Yo he aprendido cosas que nunca habría imaginado. Por
ejemplo, todo lo que se puede decir una mirada. Y lo mucho que entienden
por el tono con el que te diriges a él. Los perros no sonríen, pero tú
también sabes mucho de su estado de ánimo por cómo mueve las orejas o la
cola. O esos gestos, que parece que quiere hablar. Cuando escucha
“¡vamos!” ya sabe que viene algo bueno. Me tiene alucinada.
Tampoco me imaginaba la compañía que dan. León, mi marido,
ahora está en paro y con él en casa el día se le pasa mucho mejor. Los
paseos juntos le vienen muy bien para despejar la cabeza. Tove tiene
verdadera obsesión por él.
No tenía ni idea de la alegría que traen. Con esos
recibimientos tan festivos, que hacen que si has tenido un mal día en el
trabajo, todo se esfume en un momento. Se tumba delante de ti, para que
le acaricies y caes rendido ante él.
Cuando alguien está malo o bajo de moral duerme a los pies
de su cama. Es increíble la intuición que tiene, no se mueve de ahí. Al
no haber tenido perro nunca estas cosas me dejan de piedra.
Poco a poco vamos aprendiendo otras cosas, como que las
espigas son muy peligrosas.
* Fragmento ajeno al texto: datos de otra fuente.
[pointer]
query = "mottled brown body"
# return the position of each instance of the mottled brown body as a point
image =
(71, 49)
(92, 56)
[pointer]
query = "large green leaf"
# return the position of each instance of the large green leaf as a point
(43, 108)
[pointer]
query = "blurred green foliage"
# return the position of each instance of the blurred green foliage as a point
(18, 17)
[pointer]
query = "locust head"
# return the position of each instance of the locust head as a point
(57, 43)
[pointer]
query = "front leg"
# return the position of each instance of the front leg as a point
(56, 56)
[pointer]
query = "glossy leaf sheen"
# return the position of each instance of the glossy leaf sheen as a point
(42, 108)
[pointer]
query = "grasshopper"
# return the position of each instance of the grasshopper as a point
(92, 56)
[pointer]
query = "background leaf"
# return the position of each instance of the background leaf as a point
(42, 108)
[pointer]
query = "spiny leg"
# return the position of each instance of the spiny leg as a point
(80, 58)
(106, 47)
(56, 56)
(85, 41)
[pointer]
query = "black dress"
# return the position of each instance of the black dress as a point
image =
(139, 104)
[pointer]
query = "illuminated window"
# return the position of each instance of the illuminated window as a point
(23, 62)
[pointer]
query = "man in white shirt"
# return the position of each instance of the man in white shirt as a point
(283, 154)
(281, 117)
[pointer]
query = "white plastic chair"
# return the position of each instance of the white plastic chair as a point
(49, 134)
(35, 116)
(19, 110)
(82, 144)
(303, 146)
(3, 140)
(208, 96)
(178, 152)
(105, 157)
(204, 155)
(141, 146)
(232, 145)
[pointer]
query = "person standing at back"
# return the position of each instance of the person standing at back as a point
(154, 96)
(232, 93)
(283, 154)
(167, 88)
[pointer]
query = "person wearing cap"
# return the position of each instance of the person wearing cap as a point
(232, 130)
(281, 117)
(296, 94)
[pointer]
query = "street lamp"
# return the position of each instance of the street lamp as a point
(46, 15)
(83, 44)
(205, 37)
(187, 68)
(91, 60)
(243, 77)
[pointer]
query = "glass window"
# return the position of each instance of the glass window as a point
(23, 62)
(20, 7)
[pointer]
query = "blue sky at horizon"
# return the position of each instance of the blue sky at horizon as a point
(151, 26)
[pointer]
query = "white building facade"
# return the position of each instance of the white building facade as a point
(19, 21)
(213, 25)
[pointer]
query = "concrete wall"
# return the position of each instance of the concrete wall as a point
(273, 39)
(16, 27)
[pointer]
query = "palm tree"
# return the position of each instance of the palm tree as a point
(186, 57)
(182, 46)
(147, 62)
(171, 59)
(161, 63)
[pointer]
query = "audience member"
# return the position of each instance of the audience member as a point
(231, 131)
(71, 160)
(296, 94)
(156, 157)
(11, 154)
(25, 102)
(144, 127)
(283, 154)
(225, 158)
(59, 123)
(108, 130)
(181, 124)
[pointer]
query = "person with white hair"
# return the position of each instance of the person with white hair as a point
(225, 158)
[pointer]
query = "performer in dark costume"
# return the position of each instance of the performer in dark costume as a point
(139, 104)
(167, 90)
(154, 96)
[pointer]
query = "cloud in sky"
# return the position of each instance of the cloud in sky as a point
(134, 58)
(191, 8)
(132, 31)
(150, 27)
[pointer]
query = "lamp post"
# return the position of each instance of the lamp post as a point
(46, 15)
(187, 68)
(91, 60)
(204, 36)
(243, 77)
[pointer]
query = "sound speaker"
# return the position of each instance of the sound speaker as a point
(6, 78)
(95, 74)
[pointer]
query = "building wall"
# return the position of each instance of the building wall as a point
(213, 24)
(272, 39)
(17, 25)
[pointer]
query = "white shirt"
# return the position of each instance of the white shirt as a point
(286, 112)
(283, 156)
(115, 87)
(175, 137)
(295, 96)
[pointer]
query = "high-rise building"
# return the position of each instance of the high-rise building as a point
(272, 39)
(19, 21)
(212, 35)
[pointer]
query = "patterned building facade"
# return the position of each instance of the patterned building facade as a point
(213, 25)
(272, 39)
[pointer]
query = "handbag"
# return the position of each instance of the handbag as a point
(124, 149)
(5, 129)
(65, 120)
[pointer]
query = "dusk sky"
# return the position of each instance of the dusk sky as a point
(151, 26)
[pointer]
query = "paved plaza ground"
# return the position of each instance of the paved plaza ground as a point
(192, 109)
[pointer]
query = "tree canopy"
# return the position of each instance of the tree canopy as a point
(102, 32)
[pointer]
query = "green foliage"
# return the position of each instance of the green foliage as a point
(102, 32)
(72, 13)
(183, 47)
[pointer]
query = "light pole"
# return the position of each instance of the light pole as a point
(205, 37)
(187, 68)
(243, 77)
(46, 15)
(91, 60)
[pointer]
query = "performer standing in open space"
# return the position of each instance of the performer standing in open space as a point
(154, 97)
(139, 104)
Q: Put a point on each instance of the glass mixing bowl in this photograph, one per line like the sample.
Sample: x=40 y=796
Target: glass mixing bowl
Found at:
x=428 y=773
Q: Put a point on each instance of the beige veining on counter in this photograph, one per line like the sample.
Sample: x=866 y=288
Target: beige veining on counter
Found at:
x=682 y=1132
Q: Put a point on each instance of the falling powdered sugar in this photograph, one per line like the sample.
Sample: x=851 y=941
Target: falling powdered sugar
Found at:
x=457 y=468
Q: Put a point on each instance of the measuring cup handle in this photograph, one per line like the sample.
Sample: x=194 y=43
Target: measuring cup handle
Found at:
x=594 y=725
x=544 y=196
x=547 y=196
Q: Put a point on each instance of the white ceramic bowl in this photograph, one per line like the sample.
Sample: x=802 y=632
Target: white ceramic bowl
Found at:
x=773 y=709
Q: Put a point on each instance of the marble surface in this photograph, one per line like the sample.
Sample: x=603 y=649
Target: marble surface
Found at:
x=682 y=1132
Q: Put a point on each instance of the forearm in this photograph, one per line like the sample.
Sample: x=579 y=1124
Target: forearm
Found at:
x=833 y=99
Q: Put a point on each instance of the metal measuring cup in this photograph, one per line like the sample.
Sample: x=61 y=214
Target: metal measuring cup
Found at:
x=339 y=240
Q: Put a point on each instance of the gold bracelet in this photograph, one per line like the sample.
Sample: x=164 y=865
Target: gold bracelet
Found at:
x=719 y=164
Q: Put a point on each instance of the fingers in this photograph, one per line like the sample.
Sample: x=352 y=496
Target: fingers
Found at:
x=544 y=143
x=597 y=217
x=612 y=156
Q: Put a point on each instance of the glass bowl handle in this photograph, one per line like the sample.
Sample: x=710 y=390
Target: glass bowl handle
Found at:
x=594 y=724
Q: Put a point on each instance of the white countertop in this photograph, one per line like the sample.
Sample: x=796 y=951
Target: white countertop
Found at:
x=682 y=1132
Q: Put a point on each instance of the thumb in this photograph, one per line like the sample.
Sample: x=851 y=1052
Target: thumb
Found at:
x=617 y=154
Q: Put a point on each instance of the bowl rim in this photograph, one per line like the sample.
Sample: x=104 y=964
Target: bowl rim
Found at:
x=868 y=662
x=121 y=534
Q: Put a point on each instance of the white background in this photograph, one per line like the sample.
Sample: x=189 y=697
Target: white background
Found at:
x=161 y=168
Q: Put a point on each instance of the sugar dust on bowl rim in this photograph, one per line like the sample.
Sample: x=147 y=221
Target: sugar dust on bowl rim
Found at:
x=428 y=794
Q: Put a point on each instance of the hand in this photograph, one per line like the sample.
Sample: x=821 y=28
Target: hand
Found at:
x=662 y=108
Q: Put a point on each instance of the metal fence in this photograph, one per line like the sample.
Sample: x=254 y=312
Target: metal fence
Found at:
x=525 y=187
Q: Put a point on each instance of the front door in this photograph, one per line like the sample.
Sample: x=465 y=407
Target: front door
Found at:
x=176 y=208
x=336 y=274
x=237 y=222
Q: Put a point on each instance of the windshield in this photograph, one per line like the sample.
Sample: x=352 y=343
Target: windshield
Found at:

Él estuvo muy pachucho y cabizbajo cuando se
le clavó una y nosotros, muy preocupados. Y aprendimos, aunque le damos
pienso, que le encanta comer de todo, hasta el pescado y la fruta.
Antes de decidir adoptar un perro todo me parecía
complicado. Ahora cada vez que hacemos una salida buscamos un sitio al
aire libre para que se pueda venir. Si en un parque no puede haber
perros, buscamos otro. Los tres paseos diarios los hemos acoplado con
mucha facilidad en nuestros horarios.
Si ahora nos dicen que han aparecido sus dueños y se lo
tienen que llevar nos da un pasmo a todos. Es como si hubiese estado con
nosotros siempre. No queremos otro perro, lo queremos a él. Tove es un
miembro más de la familia. Para mi hija ha sido muy terapeútico. No solo
ahora se acerca a todos los perros sino que se ha abierto enormemente a
la gente. Además tiene unas alergias muy fuertes y tener perro podría
ayudarla también en eso. Si las supera, ya sería el colmo.
Ojalá mucha gente se anime a dar el paso de adoptar en una perrera. Muchos solo veían los peros
cuando yo me lo estaba planteando hace un año. Que si tener que salir a
pasear, que si el pis en casa. Ahora me río de todo eso. Cuando tomé la
decisión, tan deprisa, me preguntaba: “¿Habré hecho bien?” ¡Claro que
sí! En todos los sentidos. Incluso si no hubiésemos tenido la suerte de
dar con un perro tan fácil y hubiésemos tenido que pasar por un periodo
de adaptación, saber que en casa te espera alguien para darte cariño y
alegría habría merecido la pena.
Este artículo lo redactó Gloria Rodríguez-Pina después de entrevistar a Carmen Muñoz.